My favorite thing about this bar, though, is the drinks. With a wide variety of cocktails, many of which feature gin, a decent list of beers, and several Japanese whiskeys, it is a truly well-rounded menu. Most cocktails, but not all, are Japanese-fusion, and at around $10, I would say they are worth it. They also feature daily deals that change regularly, including half-off certain cocktails around dinnertime. In the future, I want to return here for Geeks Who Drink night, held on Wednesdays — partly for the trivia, but mostly out of intrigue as to what drink specials there are.

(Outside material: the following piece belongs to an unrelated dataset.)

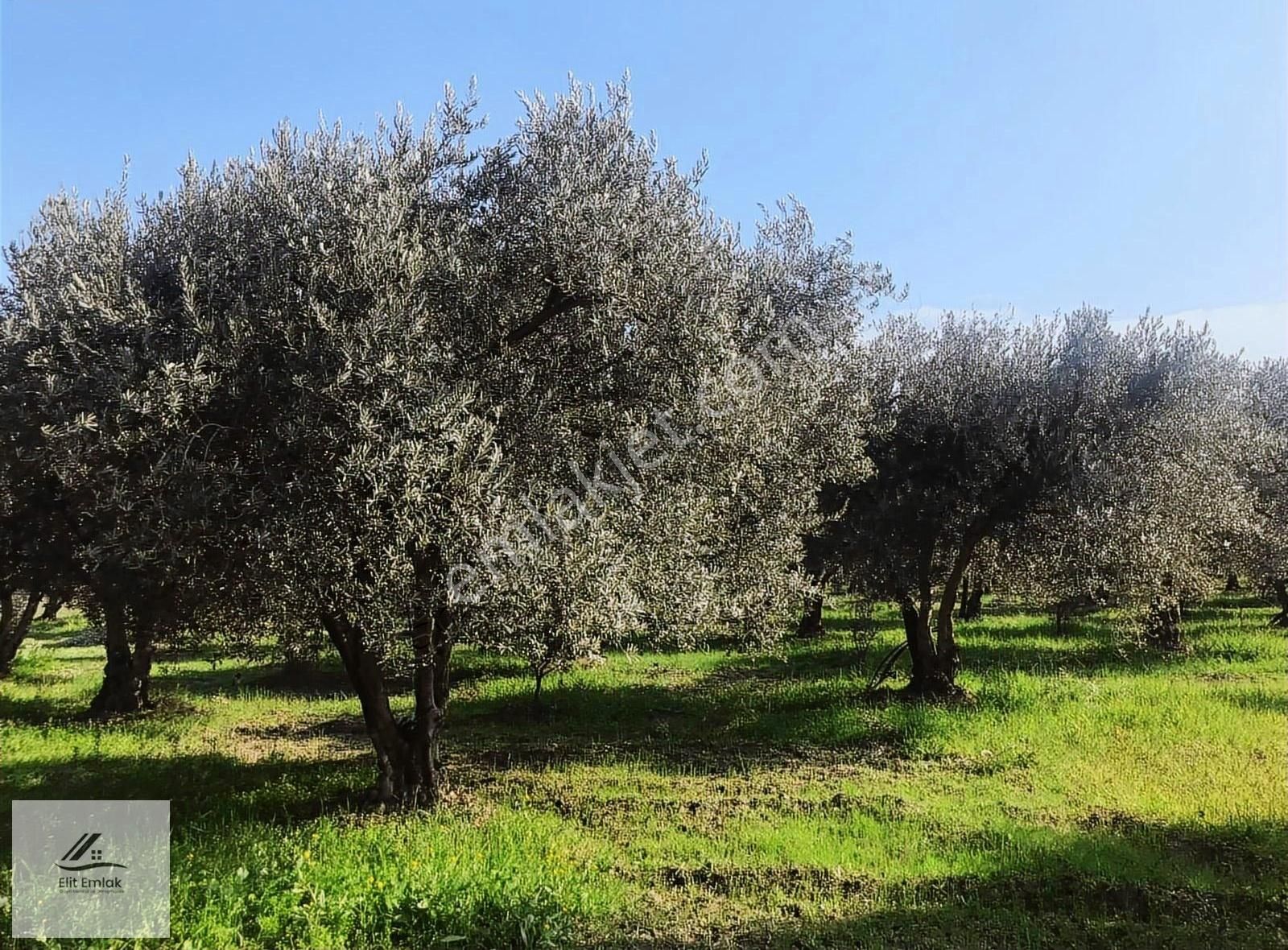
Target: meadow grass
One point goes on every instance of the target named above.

Gin is my go-to liquor, and this drink is a wonderful feature of it. It is an earthy citrus cocktail, a sort of gin mojito. It is made of gin, lychee, yuzu, and a shiso leaves. Shiso is a Japanese variety of mint, and the lychee and yuzu provide the acidic citrus flavors. The drink presents itself in waves: first the lychee, then the yuzu, with the gin and shiso suddenly appearing at the back of the tongue. It has a light and refreshing smell and a beautiful lemonade color contrasted against a bright green shiso leaf. I would highly recommend this drink for anyone who enjoys gin but doesn’t want the carbonation of a gin and tonic.
This is a beautiful drink. It is served in a martini glass, and in the middle of the clear cocktail sits a frozen cube of cucumber. The large cucumber ice cube gives a geometric aesthetic to the drink that I love. It is a spinoff a vodka martini, containing Sake as well as vodka, with a dash of yuzu. This is the first martini I’ve ever really enjoyed to the full extent. It’s fresh, and the sake adds a lot of sweetness that the melting cube of cucumber adds to. The yuzu is left in the aftertaste, which makes me want to keep sipping on it, cutting at the bite of vodka. If you really love cucumber, I suggest letting this drink sit for a little while to let the cucumber flavor infuse into the drink, as it takes time to do so.